Quick Start
This guide demonstrates how to train an RL agent to discover alphas using the scripts/rl.py entry point.
Running the RL Experiment
The primary script is scripts/rl.py. It initializes the environment, the alpha pool, and the PPO agent.
python -m scripts.rl \
--instruments "csi300" \
--pool_capacity 10 \
--steps 100000 \
--seed 42
Command Line Arguments
--instruments: The stock universe to use (e.g.,csi300,csi500). This corresponds to the instrument files generated in your Qlib data folder.--pool_capacity: The maximum number of alphas the agent calculates at once. A size of 10-20 is typical.--steps: The total number of interaction steps for the PPO agent. 100k-200k is usually sufficient for convergence on smaller pools.--seed: Random seed for reproducibility.--use_llm: (Optional) If set toTrue, enables the hybrid AlphaGPT mode (requires OpenAI API key).
Understanding the Output
Results are saved in the out/results/ directory, organized by experiment parameters and timestamp.
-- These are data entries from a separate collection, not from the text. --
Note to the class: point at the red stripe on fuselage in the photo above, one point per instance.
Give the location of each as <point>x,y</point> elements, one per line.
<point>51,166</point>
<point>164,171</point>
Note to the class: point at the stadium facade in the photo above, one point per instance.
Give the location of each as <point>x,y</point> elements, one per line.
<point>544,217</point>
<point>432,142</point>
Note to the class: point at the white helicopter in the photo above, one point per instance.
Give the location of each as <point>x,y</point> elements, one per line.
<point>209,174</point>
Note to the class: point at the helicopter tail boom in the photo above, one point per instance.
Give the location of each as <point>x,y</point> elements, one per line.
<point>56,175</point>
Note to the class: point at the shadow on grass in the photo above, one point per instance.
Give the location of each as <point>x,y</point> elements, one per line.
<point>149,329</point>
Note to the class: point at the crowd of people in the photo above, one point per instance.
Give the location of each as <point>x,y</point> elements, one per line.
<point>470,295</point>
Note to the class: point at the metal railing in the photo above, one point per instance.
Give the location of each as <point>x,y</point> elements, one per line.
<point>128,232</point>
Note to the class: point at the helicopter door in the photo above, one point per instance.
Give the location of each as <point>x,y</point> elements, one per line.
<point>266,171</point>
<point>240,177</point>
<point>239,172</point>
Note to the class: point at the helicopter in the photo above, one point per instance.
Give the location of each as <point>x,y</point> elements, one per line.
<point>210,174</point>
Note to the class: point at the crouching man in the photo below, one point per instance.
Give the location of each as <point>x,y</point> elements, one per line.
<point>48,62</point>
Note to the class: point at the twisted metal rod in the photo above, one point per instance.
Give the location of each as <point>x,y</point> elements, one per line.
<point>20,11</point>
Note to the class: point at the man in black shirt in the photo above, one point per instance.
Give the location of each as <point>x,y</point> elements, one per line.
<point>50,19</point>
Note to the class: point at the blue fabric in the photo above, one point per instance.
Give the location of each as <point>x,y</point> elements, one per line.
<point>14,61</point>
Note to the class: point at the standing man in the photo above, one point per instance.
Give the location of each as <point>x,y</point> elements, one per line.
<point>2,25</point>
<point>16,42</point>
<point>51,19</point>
Inside an experiment folder (e.g., out/results/csi300_10_42_2023...), you will find:
-
*_steps_pool.json: This is the most important file. It contains the final portfolio of alphas.{ "exprs": [ "Div(Close, Open)", "Mean(Volume, 10)" ], "weights": [ 0.5, -0.2 ] } -
model.zip: The saved Stable Baselines3 PPO model checkpoint.
Running Baselines
To compare RL against Genetic Programming (GP), you can run the provided GP script:
python gp.py
This script uses gplearn to evolve alphas. It is configured in gp.py to use the same StockData and QLibStockDataCalculator as the RL method, ensuring a fair comparison of the generation strategy.
Visualizing Training
AlphaGen logs metrics to TensorBoard. To view training progress (IC improvement, reward curves):
tensorboard --logdir ./out/tensorboard
Look for metrics like:
pool/best_ic_ret: The Information Coefficient of the current alpha pool on the training set.test/ic_mean: The IC on the hold-out test set.